Enquanto autoridades norte-americanas e europeias veem a necessidade de vendas de ativos para autorizar a união da Syngenta com a ChemChina, no mercado brasileiro as duas companhias têm caminho livre para consolidar suas operações. A aquisição da empresa suíça pela chinesa foi aprovada sem restrições pelo Conselho Administrativo de Defesa Econômica (Cade).

A superintendência geral do órgão brasileiro de defesa da concorrência deu aval para a operação (ato de concentração 08700.006269/2016-90)  em 24 de fevereiro deste ano. No parecer que recomendou a aprovação sem restrições, o Cade reconhece que há uma sobreposição das atuações das empresas em diversos mercados. No entanto, considera que há concorrência suficiente para evitar “exercício de poder de mercado”.

“Embora a entrada nesses mercados tenha caráter intempestivo, principalmente por questões inerentes ao processo regulatório, as preocupações concorrenciais podem ser afastadas pelo critério de rivalidade. Não foram identificadas preocupações concorrenciais decorrentes das relações verticais ou reforçadas pela operação”, diz o parecer do Cade.

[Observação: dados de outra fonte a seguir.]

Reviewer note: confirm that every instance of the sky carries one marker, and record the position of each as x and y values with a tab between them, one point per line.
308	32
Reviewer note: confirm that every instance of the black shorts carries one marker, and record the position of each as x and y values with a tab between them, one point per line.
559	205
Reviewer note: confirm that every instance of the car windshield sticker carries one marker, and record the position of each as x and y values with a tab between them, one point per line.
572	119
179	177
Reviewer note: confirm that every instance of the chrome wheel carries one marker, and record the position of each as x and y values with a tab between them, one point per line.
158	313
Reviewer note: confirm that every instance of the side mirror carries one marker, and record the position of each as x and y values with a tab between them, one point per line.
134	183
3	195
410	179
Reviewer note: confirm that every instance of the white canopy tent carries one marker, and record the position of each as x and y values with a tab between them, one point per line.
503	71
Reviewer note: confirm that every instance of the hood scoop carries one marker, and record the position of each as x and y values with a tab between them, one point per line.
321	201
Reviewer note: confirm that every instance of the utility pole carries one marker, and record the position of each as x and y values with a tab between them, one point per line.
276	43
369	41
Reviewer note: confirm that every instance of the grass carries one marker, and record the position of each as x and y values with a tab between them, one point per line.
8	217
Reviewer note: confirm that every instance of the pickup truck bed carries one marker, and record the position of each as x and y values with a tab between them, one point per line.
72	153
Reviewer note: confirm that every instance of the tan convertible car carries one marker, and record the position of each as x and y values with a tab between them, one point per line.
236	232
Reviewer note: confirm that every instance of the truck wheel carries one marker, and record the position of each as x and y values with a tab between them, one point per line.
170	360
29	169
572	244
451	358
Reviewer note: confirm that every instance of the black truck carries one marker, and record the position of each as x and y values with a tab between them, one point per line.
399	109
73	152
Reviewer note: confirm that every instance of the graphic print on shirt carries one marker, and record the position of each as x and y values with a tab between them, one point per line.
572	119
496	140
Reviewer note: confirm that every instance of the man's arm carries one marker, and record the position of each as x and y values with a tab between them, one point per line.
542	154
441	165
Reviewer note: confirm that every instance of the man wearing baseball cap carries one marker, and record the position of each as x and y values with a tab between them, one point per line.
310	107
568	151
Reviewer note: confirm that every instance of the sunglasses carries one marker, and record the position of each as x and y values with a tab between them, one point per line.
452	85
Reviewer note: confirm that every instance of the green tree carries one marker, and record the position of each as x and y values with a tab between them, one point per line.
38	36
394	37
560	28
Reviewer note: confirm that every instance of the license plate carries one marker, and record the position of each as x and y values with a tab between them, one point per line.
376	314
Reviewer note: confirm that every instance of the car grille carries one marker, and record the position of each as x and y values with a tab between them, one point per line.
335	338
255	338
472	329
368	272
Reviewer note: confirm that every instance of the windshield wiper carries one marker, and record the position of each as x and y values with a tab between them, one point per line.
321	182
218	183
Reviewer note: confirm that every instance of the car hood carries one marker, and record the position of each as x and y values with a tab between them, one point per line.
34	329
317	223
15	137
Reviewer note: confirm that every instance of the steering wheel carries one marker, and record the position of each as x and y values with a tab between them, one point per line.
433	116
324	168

De acordo com as informações do Cade, o processo foi iniciado em setembro de 2016. A publicação do despacho que confirma a decisão do Conselho foi feita no Diário Oficial da União (DOU) no dia primeiro de março deste ano. A publicidade da decisão ficou restrita ao histórico do processo no site do Cade e ao DOU, sem comunicação específica por parte das duas companhias.

Para a Syngenta, o Brasil é o principal mercado na América Latina e um dos mais importantes em nível global. De acordo com o balanço anual referente a 2016, o Brasil representa 67% das vendas da companhia no continente latino-americano, que, ao todo, foram de US$ 3,293 bilhões no último ano.

A subsidiária da ChemChina no Brasil é a Adama Agricultural Solutions, multinacional com origem em Israel. A empresa foi fundada em 1945 como grupo Makhteshin Agan, com sede em Tel-aviv. A operação brasileira representa 15% dos negócios totais da companhia, a maior unidade industrial fora do teritório israelense. São duas fábricas, uma em Londrina (PR) e outra em Taquari (RS).